森羅万象とは?
しんらばんしょう
森羅万象とは、宇宙に存在するあらゆる物事・現象を総称した四字熟語で、「この世のすべて」を意味します。
森羅万象(しんらばんしょう)は、宇宙に存在する一切の事物・現象を包括的に表した四字熟語です。「森羅」は樹木が密集し連なるように無数のものが広がる様子を、「万象」はあらゆる事物・現象を意味し、合わさって「この世のすべて」「宇宙のありとあらゆるもの」という意味を表します。
この言葉は仏教や道教の影響を受けた東洋思想に由来しており、宇宙の全体性や自然界の無限の広がりを表現する際に用いられてきました。自然現象から人の心の動き、社会の出来事まで、目に見えるものも見えないものも含めたすべての存在を一語で言い表す表現として、古くから文学・哲学・宗教の文脈で使われてきました。

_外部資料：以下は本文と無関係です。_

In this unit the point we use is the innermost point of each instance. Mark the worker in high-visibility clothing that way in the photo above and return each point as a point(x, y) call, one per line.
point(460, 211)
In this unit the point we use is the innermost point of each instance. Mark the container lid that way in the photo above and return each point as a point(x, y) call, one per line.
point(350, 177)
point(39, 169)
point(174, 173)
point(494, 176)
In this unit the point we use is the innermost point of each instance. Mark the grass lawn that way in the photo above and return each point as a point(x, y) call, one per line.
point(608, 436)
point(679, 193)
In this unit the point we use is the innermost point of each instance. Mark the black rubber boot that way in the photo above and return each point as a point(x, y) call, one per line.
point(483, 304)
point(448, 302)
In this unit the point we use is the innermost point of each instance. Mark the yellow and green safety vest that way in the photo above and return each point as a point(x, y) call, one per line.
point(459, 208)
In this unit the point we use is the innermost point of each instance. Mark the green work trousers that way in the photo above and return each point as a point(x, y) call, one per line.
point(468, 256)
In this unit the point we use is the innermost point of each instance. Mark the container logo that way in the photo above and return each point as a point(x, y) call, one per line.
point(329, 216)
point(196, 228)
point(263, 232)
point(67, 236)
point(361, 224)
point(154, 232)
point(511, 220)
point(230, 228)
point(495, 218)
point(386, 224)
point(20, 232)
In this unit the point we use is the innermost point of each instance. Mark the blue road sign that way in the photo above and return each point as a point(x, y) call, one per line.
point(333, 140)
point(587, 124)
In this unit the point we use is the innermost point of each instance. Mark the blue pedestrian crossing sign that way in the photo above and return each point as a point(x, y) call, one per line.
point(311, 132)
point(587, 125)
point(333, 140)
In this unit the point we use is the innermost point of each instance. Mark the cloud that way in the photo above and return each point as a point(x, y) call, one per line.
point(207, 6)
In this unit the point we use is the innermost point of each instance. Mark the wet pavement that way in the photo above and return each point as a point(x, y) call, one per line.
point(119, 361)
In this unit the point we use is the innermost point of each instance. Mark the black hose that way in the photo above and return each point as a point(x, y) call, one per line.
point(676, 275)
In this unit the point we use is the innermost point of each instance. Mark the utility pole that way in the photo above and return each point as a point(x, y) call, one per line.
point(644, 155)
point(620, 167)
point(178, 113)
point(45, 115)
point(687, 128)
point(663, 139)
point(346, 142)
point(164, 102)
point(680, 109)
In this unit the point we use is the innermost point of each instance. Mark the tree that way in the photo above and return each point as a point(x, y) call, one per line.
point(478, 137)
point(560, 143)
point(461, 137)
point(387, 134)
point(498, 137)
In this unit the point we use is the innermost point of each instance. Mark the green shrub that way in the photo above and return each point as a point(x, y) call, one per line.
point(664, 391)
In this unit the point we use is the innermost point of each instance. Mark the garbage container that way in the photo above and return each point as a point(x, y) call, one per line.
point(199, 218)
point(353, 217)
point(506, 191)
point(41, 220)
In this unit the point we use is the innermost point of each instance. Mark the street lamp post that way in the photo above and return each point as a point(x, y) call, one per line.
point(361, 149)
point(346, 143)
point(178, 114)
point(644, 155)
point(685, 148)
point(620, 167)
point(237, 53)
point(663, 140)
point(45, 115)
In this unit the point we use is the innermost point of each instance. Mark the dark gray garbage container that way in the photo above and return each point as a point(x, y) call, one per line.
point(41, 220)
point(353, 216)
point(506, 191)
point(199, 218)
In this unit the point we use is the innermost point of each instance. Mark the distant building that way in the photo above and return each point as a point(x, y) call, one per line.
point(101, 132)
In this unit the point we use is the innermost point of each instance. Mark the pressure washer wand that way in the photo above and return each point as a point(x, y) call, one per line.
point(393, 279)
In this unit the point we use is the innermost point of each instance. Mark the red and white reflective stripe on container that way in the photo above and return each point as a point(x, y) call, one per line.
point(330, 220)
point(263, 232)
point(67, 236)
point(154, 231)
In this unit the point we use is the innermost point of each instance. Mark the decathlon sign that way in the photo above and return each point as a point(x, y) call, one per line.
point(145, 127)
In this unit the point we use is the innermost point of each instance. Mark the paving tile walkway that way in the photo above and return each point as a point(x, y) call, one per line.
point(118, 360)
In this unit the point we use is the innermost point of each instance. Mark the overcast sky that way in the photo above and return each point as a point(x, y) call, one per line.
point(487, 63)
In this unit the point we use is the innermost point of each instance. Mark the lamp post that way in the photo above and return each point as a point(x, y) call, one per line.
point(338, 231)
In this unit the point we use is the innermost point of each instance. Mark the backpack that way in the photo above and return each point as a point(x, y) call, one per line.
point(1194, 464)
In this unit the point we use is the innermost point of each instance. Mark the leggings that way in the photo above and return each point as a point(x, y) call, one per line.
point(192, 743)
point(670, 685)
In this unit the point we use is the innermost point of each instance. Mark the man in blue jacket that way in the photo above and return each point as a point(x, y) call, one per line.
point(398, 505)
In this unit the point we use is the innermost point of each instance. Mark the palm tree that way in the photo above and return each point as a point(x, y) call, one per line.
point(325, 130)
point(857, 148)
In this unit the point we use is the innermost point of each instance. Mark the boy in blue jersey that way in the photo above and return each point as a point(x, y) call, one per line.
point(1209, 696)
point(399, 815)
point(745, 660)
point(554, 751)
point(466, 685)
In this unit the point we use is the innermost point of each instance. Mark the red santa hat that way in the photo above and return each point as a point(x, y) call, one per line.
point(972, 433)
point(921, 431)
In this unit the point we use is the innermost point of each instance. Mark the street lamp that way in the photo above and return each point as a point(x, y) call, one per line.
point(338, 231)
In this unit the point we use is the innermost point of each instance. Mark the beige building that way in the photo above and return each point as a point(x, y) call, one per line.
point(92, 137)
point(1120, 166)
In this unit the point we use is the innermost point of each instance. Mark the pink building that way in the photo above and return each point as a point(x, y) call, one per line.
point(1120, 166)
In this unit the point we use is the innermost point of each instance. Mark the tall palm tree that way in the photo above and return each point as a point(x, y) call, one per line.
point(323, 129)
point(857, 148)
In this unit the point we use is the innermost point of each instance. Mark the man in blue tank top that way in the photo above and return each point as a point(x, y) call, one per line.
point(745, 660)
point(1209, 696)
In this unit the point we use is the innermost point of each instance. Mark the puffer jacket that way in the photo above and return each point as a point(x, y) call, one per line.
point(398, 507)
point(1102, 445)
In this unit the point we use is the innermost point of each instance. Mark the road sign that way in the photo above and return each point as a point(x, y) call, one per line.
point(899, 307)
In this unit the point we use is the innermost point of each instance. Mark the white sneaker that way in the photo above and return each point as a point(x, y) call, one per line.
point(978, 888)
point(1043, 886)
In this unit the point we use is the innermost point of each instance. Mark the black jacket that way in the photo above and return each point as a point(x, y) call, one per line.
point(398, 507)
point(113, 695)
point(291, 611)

現代の日本語においても、「森羅万象を司る」「森羅万象に通じる」「森羅万象を観察する」のように、スケールの大きな主語・対象を表す際に用いられます。哲学的・文学的な文章や演説のほか、天文学・物理学・生態学など自然科学の広大な研究対象を指す文脈でも登場します。
類似する表現には「天地万物」「宇宙万物」などがありますが、「森羅万象」は特に四字熟語としての語感や重厚感から、改まった表現や文語的な場面でよく選ばれます。日常会話ではあまり使われませんが、見聞きしたときに意味を理解できると文章の解釈が深まります。
使い方・例文
「彼は好奇心が旺盛で、科学から芸術まで森羅万象に関心を持っている」のように、すべての物事を対象として語る場面で使われます。